作家方芳为啥不移民?
“我为何不去国外定居”这问题怎么变成“我不去国外定居”了? -- 来自一位不愿透露姓名的知乎用户 一个作家去不去国外定居,是个什么问题? 人家想去就去,不想去就不去 有这个自由吧! 再说了,方老师去了国外,就能脱离苦海了吗? 未必吧! 所以这个问题真是没什么价值。 我觉得方老师的问题主要是出在:对文学的热爱,超过了对人生的掌控力;对自己的期许太高,而对现实又缺乏必要清醒的认识。
可能的话,还是希望有人拉她一把,带她出去。 但如果真到了那种境地,也许她会明白,生命其实在于平静和从容,而不在与喧嚣和繁华。 而宁静与平和,其实就蕴含在我们的每一天、每一月甚至每一个平凡的日子中——只要我们能打开心扉,接受这一切。
当然我们也能看到,由于互联网的强大力量,使得即便是在僻陋乡村中,我们也能看到满天星光。 这让方老师的选择更加复杂起来。
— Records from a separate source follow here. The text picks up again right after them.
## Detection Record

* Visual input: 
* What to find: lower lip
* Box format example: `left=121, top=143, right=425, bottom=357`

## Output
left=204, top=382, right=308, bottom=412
因为网络的力量,不仅让她的作品得以流传,也让其拥有了一定数量的读者。但网络也同样具有强大的破坏力,例如在网络时代,个人隐私几乎不复存在,任何一个人的一言一行都可能被放大、被评论。这显然会让有些人心生畏惧。
对于方老师来说,或许最好的选择,就是像沈从文先生那样,进学校,做教师——教学生认识大千世界,教他们如何为人,如何立业(虽然不排除有些学生长大后会成为大烟鬼或混蛋)。 其实我们每个人的人生,不就是不断在寻找一方精神的家园吗? 不是要找一块圣土,可供我们祭祀供奉,而是寻得一处可以让我们安身立命的精神家园。
我出生在上海的一个知识分子家庭,1977年从中学毕业,那年高考制度恢复了,我参加了那一年的高考,但没有考上。1978年我又考了一次,仍然没有考取。
后来,家里让我去学画连环画,所以我在上海人民美术出版社特班学习了两年的连环画。后来,我就到福建漳浦县去插队落户了。在农村,我当了民办教师,给孩子们教语文,也教算术。在那里,我教了两个毕业班。
后来我又调到县文化馆参加创作。县文化馆里只有两个人,一个作曲,一个作词。当时,我自己也写了些歌曲,后来就在县和全市的一些文艺汇演中唱一唱。
后来,我又被调到龙溪地区歌舞团当了歌唱演员。因为我在高中时当过学校的文艺干部。后来,我去考中央音乐学院,但没有考取,后来,我就调到龙溪地区群艺馆任音乐辅导。
后来知道一个作家叫刘心武,他在《人民文学》上发表了一篇小说叫《班主任》,我才知道原来小说是可以写现实的,也可以写现实的关注。从此,我决定尝试写小说。后来,我的小说在福建省作协的内刊上发表了,我调到了福建省文联当《福建文学》的特约编辑。
后来,《花城》发表了我的小说《被冻住的微笑》,这是我的第一篇获全国奖的小说。后来,我的小说《错位》在《中国青年报》上发表了,这部小说后来又得了一等奖和第二届全国妇女文学创作奖。后来,我去广东《花城》杂志社做了特约编辑。
后来,我的小说在广东和全国很有影响了,我被调到广东作协任专业作家,后来我又调到广州市文联当《广州文艺》的副主编。后来,我去了澳洲。